Monday, August 20, 2007

2006 in Review: #3


B-side:


Given the oh-so-serious "prestige movies" that Hollywood often sells as art, one sometimes forgets that many of our greatest directors- Hawks, Ford, Ray, Hitchcock- specialized in genre pictures. Continuing their proud tradition in 2006 were Martin Scorsese and Spike Lee, the latter of whom is the only double-dipper on this year's list. Lee's Inside Man is on one level a cleverly-written heist film, in which NYPD detective Denzel Washington faces off against criminal mastermind Clive Owen. But the boilerplate plot outline doesn't begin to describe the pleasures Inside Man has in store. The film sets up a fascinating contrast between its principal characters' styles- Owen's cool-headed efficiency and obsessive planning facing off against the style and swagger of Washington, who plays the character as a man who clearly enjoys what he does for a living. In the middle of it all is Lee himself, who takes the genre storyline as an excuse for playful direction, coupled with some of his pet themes- New York multiculturalism, the gulf between the haves and have-nots, and the reckoning he wishes would rain down upon all those who exploit the misfortunes of others. Inside Man is above all a grand entertainment in the classic tradition, but one only Spike Lee could have made this way.
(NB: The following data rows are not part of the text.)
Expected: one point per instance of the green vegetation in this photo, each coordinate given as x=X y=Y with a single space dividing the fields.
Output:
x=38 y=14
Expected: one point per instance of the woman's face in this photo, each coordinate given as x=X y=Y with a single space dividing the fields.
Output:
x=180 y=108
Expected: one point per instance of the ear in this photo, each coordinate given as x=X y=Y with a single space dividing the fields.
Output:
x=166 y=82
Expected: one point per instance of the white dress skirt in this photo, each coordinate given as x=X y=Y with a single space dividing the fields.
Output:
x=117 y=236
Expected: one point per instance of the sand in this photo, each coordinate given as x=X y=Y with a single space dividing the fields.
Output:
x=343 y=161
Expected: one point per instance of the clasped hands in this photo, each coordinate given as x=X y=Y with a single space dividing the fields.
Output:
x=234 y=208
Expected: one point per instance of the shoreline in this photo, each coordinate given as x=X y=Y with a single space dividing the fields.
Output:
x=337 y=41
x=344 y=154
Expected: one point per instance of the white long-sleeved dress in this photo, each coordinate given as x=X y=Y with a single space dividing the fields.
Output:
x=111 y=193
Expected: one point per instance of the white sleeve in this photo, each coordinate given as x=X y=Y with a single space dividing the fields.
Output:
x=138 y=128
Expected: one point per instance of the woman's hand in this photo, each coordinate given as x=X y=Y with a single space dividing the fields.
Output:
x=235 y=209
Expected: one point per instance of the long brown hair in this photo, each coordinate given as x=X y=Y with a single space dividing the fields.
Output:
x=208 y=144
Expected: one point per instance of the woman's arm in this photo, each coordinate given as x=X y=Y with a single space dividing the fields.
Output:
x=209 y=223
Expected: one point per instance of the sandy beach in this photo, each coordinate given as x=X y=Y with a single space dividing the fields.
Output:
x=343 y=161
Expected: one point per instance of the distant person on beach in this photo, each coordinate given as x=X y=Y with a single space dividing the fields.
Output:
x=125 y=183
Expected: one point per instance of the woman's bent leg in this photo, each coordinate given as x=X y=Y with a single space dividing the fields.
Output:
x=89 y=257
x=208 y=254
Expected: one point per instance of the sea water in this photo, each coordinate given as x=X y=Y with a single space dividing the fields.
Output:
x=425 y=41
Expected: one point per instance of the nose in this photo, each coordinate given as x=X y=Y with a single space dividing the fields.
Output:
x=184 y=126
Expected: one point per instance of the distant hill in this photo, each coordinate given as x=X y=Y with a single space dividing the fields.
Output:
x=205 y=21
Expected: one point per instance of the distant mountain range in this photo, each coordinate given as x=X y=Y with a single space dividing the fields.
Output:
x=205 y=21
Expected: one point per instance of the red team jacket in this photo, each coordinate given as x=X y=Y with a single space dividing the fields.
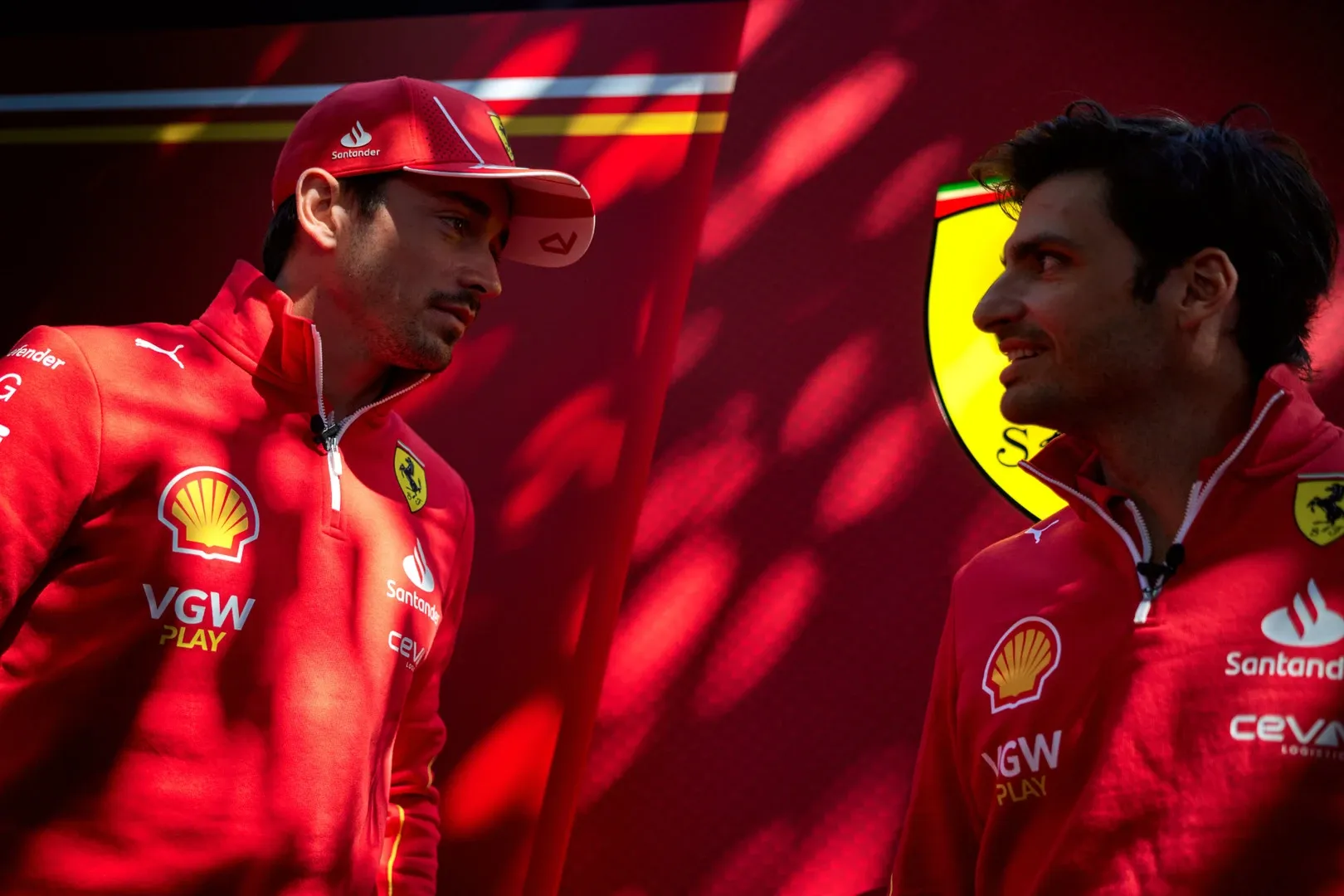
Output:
x=221 y=640
x=1070 y=750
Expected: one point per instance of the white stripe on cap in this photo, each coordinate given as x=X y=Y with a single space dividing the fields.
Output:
x=465 y=141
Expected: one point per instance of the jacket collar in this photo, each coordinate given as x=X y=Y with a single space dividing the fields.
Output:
x=253 y=323
x=1291 y=430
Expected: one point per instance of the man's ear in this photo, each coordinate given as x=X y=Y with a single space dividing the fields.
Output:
x=1209 y=281
x=320 y=212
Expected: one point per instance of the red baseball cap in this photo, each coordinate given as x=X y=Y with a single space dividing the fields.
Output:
x=425 y=128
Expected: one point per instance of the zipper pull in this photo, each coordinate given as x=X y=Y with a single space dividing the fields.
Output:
x=324 y=433
x=1142 y=614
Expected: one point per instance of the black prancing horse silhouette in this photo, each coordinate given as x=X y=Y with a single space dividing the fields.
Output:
x=1329 y=504
x=407 y=472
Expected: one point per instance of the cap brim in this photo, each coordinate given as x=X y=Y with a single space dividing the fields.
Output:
x=553 y=218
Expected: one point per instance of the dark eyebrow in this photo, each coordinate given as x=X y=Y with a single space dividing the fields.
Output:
x=1036 y=243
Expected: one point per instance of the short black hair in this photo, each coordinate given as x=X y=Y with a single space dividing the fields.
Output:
x=284 y=223
x=1175 y=188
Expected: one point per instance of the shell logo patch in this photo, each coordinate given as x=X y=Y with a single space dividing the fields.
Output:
x=969 y=234
x=1020 y=663
x=1319 y=507
x=210 y=514
x=410 y=477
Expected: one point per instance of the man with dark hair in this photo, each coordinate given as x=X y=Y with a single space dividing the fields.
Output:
x=1147 y=694
x=230 y=574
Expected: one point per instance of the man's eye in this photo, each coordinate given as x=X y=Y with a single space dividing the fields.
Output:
x=1049 y=262
x=455 y=223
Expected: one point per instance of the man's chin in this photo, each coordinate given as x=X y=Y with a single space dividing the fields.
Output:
x=1020 y=407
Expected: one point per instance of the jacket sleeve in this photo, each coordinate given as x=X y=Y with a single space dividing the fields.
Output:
x=410 y=848
x=50 y=440
x=938 y=841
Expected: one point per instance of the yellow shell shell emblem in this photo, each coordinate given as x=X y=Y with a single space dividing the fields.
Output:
x=1020 y=663
x=410 y=477
x=968 y=241
x=1319 y=507
x=210 y=512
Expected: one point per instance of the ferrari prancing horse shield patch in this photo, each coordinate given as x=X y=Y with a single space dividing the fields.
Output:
x=1319 y=507
x=410 y=476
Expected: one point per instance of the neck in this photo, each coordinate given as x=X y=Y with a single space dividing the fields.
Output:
x=1152 y=453
x=351 y=377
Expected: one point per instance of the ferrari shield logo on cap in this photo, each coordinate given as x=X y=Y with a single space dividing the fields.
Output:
x=1319 y=507
x=499 y=129
x=410 y=476
x=969 y=234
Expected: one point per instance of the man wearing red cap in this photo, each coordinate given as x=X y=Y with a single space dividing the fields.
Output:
x=230 y=574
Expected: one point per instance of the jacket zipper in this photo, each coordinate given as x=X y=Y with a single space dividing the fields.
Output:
x=1151 y=587
x=331 y=444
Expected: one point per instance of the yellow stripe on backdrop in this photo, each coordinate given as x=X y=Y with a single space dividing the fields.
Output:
x=639 y=124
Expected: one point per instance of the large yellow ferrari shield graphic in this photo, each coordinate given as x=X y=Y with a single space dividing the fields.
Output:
x=968 y=242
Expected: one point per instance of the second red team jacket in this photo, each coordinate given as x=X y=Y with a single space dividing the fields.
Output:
x=221 y=642
x=1071 y=750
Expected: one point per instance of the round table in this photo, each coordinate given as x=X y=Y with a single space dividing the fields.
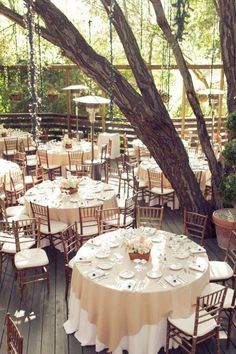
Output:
x=58 y=154
x=6 y=167
x=120 y=304
x=64 y=207
x=13 y=134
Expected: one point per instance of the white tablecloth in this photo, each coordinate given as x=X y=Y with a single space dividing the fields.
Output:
x=103 y=138
x=129 y=312
x=64 y=207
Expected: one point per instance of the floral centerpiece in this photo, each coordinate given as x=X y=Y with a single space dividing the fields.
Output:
x=67 y=142
x=3 y=131
x=69 y=185
x=139 y=247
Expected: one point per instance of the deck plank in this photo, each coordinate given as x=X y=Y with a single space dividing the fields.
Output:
x=40 y=317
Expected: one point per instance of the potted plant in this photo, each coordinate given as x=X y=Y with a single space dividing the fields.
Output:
x=225 y=219
x=15 y=92
x=52 y=94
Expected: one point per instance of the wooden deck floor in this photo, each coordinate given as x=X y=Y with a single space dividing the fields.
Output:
x=40 y=317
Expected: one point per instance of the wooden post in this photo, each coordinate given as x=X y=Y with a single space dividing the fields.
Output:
x=68 y=99
x=183 y=111
x=219 y=123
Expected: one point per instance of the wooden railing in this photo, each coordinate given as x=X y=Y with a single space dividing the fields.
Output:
x=57 y=125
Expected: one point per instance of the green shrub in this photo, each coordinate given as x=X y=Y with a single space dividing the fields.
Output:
x=231 y=122
x=228 y=188
x=229 y=152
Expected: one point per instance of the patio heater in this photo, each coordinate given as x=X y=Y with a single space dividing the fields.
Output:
x=75 y=89
x=213 y=99
x=93 y=104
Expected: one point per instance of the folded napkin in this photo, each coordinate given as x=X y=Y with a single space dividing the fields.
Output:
x=198 y=250
x=198 y=267
x=172 y=280
x=83 y=259
x=97 y=273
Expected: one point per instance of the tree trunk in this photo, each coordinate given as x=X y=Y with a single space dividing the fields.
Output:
x=215 y=168
x=146 y=111
x=227 y=13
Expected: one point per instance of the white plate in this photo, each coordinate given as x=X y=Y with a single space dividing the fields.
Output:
x=102 y=255
x=94 y=242
x=126 y=274
x=74 y=200
x=176 y=266
x=182 y=237
x=157 y=239
x=105 y=266
x=114 y=244
x=183 y=255
x=154 y=274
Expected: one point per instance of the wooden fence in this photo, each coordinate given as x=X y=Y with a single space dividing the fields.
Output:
x=57 y=125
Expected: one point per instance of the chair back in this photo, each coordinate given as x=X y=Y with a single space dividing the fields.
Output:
x=230 y=255
x=150 y=216
x=209 y=308
x=103 y=152
x=11 y=145
x=3 y=210
x=88 y=218
x=26 y=231
x=70 y=242
x=155 y=179
x=198 y=175
x=43 y=158
x=14 y=338
x=75 y=158
x=108 y=220
x=109 y=147
x=41 y=214
x=130 y=209
x=195 y=225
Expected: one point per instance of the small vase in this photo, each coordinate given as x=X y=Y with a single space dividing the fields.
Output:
x=69 y=190
x=135 y=255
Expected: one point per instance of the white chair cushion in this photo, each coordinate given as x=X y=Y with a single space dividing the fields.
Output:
x=72 y=262
x=15 y=210
x=56 y=227
x=220 y=270
x=187 y=325
x=157 y=190
x=211 y=287
x=128 y=221
x=35 y=257
x=89 y=228
x=25 y=243
x=18 y=217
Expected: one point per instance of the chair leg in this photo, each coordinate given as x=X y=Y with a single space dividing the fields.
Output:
x=217 y=341
x=167 y=337
x=46 y=270
x=229 y=327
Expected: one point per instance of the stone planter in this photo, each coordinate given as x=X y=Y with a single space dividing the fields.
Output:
x=225 y=222
x=69 y=190
x=135 y=255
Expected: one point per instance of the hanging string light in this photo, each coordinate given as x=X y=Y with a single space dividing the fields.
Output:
x=182 y=9
x=111 y=84
x=32 y=70
x=141 y=24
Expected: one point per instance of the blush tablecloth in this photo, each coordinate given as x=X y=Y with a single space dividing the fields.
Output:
x=130 y=314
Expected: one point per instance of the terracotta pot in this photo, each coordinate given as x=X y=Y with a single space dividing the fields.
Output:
x=68 y=146
x=15 y=97
x=52 y=97
x=225 y=222
x=135 y=255
x=69 y=190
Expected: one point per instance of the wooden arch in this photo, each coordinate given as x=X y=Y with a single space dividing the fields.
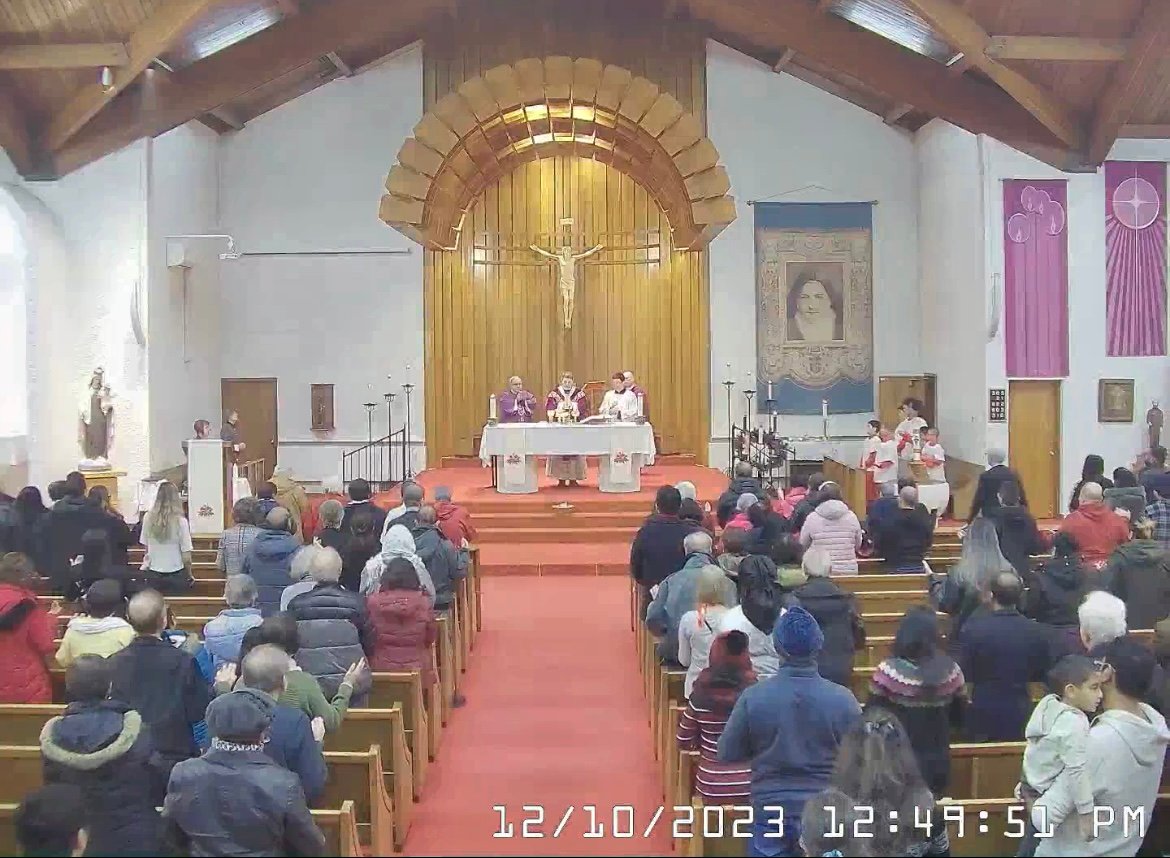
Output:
x=537 y=108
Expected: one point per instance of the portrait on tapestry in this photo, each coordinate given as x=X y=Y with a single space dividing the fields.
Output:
x=814 y=307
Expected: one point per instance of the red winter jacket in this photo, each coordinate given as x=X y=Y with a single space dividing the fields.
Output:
x=455 y=523
x=26 y=640
x=404 y=631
But even Lee had nothing on the master himself, Martin Scorsese. The Departed, Scorsese's remake of the Hong Kong crime saga Infernal Affairs, transplanted himself from New York to Boston, but wisely didn't mess with his signature insistent style. In addition to the gangbusters premise of the original film- a cop goes undercover in the mob, a gangster infiltrates the police, and they try to flush each other out- the film is blessed with an irresistable screenplay that's both narratively tight and gloriously raunchy. And that cast- Matt Damon and Leonardo DiCaprio play the lead roles flawlessly, and the supporting cast is killer- Mark Wahlberg, Alec Baldwin, Martin Sheen, Vera Farmiga, Ray Winstone, and more. There has been some debate over Jack Nicholson's grandiose performance as crime lord Frank Costello, but I thought it worked- here's a man who's maintained his power through violence for so long that he's lost all perspective of the outside world, causing his sanity to spiral completely of control. But this is first and foremost Scorsese's achievement, a 2 1/2 hour gangland epic that never grows ponderous or self-important, and serves as a superlative entry into the genre he's returned to many times over the years with such vivid results. It says a lot about how impossible The Departed is to ignore that, even in an awards season filled with logy period pieces and message movies, it was The Departed that ended up taking home the biggest prize, and garnering Scorsese a long-overdue Best Director Oscar to boot. In many ways, it's as much a belated acknowledgment of the contributions of genre masters of the past as it is a testament to Scorsese's own brilliant career.

2 comments:

DANNY BALDWIN said...

Paul, I'm quite interested to see your top two, because thus far you've somehow managed to pick every critically acclaimed movie of 2006 that I feel to be overrated.

This should be good.

Paul C. said...

Which ones do you think are overrated? Personally, I'd have to say the most overrated movie of '06 was Babel, which felt like a global-scaled version of Crash, only with really distracting chronological dicking-around going on. And how many times can Alejandro Gonzalez Inarritu go back to that same well?